Would the statement PCA(0.71) return PC1 and PC5 (as they both explain exactly 71 % of the variance) or would it return PC1 and PC2? What happens if I would like to retrieve 0.5 % of the variance, i.e. which PC would the statement PCA(0.005) return?


Solution

  • You touch a more general point that, although used all the time in practice, it is seldom explicitly mentioned, not even in tutorials and introductory expositions. Although such a question had never occurred to myself, it makes perfect sense from a beginner's point of view (beginners are usually free of some conventions, that more experienced practitioners take for granted and often they did not even notice them...).

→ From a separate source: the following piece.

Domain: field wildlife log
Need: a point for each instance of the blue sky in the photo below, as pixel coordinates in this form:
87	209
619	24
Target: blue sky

    Normally, when we select the no. of principal components (e.g. for dimensionality reduction, visualization etc), we select a number k, and implicitly it is meant "start from PC1 and continue sequentially, up to (and including) PCk". This is the principle, say, behind the preProcess function of the caret package in R (and arguably behind all functions performing similar tasks, in whatever software package).

    In other words, and to the best of my knowledge at least, in cases such as the one you describe, we never choose PC's by cherrypicking (i.e. take PC2, PC4, and PC5, for example). Instead, we always choose a k < n (here n=5), and then we proceed to take all the first k PC's, i.e. starting from PC1 onward.